Sollte Jarvis nicht zufällig im Londoner Westminster leben, stehen die Chancen sehr schlecht, dass die BBC über seinen Wohnort berichtet. Und erhöhen mehr Inhalte tatsächlich die Wahrscheinlichkeit, dass jemand über beispielsweise die Pawtucket City Hall berichtet? Aus Liebe vielleicht?

Ich habe über die Pawtucket Hall berichtet, und man musste mich dafür bezahlen.

zitat4

Nachrichten als ein nahezu wertloses Alllerweltsprodukt (oben sagt Paton, dass ihr Wert ungefähr gleich Null sei) zu betrachten, ist ein fundamentaler und entlarvender Denkfehler.

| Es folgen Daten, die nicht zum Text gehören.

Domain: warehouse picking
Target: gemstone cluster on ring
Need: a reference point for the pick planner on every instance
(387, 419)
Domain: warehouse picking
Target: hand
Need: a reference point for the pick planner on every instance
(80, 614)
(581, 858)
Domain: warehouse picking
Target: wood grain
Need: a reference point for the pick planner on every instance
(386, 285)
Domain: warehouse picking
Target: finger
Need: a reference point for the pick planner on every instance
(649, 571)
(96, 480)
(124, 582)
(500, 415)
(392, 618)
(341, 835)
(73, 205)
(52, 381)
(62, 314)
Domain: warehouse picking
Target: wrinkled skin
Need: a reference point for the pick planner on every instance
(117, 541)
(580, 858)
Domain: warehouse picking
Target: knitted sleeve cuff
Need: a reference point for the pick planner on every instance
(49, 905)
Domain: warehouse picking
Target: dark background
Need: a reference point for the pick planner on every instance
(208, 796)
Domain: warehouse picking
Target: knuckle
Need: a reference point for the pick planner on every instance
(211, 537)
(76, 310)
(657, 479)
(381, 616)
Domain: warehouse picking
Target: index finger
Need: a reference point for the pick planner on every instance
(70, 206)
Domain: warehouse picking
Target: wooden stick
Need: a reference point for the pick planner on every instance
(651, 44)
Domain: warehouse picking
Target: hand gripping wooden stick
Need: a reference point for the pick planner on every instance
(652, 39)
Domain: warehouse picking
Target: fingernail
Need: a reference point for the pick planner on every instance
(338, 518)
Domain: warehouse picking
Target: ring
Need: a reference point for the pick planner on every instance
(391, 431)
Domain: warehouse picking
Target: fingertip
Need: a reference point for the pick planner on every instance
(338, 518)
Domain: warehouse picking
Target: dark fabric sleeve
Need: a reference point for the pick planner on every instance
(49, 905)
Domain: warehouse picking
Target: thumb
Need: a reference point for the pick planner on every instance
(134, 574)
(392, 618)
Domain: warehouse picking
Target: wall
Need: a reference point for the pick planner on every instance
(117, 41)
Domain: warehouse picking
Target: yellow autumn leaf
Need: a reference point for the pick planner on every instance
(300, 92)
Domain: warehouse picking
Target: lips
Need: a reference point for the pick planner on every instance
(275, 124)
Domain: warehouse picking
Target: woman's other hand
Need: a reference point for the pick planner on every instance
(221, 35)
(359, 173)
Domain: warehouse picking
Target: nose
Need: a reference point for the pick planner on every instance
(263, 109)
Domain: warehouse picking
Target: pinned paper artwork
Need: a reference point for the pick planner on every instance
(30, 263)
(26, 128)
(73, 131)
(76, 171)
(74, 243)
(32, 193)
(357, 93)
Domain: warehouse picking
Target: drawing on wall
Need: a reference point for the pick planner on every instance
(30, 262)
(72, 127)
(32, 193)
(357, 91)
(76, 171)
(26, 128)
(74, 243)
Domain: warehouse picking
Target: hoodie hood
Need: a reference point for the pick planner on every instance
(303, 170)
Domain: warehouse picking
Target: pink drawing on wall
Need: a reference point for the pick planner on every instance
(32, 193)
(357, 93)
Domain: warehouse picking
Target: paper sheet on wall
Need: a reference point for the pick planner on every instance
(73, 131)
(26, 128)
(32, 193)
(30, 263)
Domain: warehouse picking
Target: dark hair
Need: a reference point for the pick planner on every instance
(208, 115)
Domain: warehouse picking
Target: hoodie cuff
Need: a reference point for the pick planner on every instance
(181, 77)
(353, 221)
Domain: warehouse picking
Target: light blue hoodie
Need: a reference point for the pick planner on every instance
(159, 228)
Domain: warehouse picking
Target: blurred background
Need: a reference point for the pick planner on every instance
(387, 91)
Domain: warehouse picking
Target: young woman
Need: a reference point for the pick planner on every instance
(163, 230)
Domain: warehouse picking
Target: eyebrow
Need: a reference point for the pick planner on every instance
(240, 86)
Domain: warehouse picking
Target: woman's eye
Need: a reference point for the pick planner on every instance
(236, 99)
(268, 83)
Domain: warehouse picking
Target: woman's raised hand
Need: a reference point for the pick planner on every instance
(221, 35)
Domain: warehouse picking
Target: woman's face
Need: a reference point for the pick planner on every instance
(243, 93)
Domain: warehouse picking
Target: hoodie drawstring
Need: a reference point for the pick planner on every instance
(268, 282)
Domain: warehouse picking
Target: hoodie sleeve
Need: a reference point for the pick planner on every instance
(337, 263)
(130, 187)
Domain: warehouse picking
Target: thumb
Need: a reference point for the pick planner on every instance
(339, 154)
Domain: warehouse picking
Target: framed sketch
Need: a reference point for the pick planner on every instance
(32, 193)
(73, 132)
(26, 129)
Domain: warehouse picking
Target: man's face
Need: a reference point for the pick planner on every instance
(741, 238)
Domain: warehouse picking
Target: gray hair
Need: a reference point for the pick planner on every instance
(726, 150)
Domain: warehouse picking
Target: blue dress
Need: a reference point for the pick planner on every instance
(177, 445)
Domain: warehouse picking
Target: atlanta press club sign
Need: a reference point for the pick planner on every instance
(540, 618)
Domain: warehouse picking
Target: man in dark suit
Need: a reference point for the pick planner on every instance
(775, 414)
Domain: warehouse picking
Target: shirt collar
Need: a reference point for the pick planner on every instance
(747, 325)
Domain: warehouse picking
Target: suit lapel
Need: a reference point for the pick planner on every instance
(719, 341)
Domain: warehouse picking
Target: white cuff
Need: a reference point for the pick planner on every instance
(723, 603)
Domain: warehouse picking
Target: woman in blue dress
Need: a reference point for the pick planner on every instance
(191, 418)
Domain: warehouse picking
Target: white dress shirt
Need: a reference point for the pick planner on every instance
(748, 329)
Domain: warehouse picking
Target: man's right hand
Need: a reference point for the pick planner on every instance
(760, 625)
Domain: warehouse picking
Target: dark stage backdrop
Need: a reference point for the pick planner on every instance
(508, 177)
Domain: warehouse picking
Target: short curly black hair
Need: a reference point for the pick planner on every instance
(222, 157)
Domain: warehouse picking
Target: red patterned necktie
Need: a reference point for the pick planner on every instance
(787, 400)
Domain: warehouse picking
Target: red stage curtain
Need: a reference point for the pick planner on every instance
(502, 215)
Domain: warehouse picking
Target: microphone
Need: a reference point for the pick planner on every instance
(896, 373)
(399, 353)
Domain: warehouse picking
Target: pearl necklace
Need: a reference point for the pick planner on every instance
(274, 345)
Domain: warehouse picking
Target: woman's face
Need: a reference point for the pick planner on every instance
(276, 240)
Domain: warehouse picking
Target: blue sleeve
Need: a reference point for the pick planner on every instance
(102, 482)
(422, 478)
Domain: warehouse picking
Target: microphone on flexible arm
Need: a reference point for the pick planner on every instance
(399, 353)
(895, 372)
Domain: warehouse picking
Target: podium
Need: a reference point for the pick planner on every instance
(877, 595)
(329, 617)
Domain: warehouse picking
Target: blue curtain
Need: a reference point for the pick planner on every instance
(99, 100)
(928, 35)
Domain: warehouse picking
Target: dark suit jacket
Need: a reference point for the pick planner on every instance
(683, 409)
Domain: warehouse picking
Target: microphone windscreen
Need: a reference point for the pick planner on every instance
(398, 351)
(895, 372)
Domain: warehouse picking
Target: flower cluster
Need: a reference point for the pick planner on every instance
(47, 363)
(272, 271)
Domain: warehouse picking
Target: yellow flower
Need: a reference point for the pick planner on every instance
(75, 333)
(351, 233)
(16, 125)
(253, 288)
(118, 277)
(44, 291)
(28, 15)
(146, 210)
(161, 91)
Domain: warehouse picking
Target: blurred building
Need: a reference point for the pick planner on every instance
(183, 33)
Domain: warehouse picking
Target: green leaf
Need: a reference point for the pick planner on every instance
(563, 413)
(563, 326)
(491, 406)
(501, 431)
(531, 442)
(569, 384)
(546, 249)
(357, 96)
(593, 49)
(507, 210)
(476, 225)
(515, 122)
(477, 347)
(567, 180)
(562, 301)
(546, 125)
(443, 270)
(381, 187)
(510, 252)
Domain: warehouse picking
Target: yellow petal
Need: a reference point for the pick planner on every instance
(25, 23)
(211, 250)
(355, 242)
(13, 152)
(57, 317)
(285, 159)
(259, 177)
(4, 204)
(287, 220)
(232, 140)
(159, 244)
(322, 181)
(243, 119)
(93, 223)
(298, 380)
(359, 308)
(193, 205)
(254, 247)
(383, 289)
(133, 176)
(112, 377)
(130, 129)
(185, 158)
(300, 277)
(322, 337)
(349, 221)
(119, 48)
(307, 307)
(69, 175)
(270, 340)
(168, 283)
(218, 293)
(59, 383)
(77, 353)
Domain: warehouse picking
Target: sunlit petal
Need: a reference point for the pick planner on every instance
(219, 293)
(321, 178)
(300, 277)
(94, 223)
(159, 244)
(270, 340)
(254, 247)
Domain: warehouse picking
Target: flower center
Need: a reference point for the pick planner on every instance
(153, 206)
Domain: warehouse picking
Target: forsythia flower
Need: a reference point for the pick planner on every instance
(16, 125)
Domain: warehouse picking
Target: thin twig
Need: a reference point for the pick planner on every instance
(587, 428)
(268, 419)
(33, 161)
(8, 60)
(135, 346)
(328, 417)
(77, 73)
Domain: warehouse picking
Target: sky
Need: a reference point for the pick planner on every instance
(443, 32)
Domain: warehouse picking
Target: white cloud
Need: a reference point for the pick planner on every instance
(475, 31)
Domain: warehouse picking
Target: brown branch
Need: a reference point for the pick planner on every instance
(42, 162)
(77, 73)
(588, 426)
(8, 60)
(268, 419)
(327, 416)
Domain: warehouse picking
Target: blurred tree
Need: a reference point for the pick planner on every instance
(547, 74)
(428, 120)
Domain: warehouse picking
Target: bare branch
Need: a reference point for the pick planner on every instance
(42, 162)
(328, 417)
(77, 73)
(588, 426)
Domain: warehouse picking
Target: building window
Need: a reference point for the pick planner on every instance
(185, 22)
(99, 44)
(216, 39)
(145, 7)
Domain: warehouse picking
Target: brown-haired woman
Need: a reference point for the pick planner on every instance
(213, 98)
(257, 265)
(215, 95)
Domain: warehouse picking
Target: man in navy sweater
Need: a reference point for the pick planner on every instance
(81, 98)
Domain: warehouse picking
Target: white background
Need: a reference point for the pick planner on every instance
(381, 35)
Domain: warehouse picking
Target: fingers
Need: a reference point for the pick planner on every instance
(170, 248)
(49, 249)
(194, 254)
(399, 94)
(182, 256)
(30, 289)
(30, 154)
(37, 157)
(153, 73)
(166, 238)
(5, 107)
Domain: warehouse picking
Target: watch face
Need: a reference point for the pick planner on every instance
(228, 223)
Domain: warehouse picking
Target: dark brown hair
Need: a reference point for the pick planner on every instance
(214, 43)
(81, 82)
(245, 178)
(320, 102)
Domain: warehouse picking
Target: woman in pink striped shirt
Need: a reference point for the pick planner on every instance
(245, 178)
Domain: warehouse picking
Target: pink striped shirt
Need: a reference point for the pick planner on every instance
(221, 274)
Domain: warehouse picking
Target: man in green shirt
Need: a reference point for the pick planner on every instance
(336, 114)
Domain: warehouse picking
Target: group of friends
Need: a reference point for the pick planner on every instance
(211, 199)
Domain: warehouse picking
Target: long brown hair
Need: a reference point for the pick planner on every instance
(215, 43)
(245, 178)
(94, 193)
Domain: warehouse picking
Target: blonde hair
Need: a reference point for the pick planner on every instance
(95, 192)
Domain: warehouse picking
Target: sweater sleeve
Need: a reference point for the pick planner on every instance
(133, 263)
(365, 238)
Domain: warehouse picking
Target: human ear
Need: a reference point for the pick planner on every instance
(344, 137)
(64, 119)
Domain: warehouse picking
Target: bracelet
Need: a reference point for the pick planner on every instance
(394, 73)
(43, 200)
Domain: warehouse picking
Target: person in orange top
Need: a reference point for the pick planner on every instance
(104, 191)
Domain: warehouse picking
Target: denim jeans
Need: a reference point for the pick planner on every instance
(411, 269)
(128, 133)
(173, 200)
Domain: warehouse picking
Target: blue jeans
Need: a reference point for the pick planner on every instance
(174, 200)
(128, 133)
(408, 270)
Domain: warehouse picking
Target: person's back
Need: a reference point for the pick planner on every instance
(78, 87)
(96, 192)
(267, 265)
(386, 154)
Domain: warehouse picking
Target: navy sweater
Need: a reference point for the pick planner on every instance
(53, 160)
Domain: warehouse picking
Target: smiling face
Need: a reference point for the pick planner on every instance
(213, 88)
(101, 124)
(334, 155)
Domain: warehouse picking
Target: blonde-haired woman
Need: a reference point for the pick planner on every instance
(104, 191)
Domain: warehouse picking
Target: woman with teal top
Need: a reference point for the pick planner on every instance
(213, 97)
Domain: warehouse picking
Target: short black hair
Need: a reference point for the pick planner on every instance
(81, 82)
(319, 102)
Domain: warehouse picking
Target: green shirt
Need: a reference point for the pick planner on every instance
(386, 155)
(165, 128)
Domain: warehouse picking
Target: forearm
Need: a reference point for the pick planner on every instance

Ein Allerweltsprodukt ist in Anniston, Alabama, Pawtucket und Rhode Island gleich. Was auch immer Sie unter Lokalnachrichten verstehen, das sicherlich nicht.

Eine Generation, die es einfach nicht kapiert

Infolgedessen haben FON-Denker abonnierbare Paywalls als altes Gedankengut einer Generation, die es einfach nicht kapiert, verhöhnt. Insbesondere Shirky und Jarvis haben zunächst die frühzeitig erfolgreiche Paywall des „Wall Street Journal“ abgelehnt, dann die ebenfalls erfolgreiche Paywall der „Financial Times“ (aus irgendeinem Grund sind Finanznachrichten keine Allerweltsprodukte, sondern Magie) und andere punktuelle Erfolge lautstark als Anomalien verworfen. Sie haben auch ohne zu zögern auf den Zusammenbruch von TimesSelect, einem frühen Experiment der „New York Times“ im Jahr 2005, hingewiesen.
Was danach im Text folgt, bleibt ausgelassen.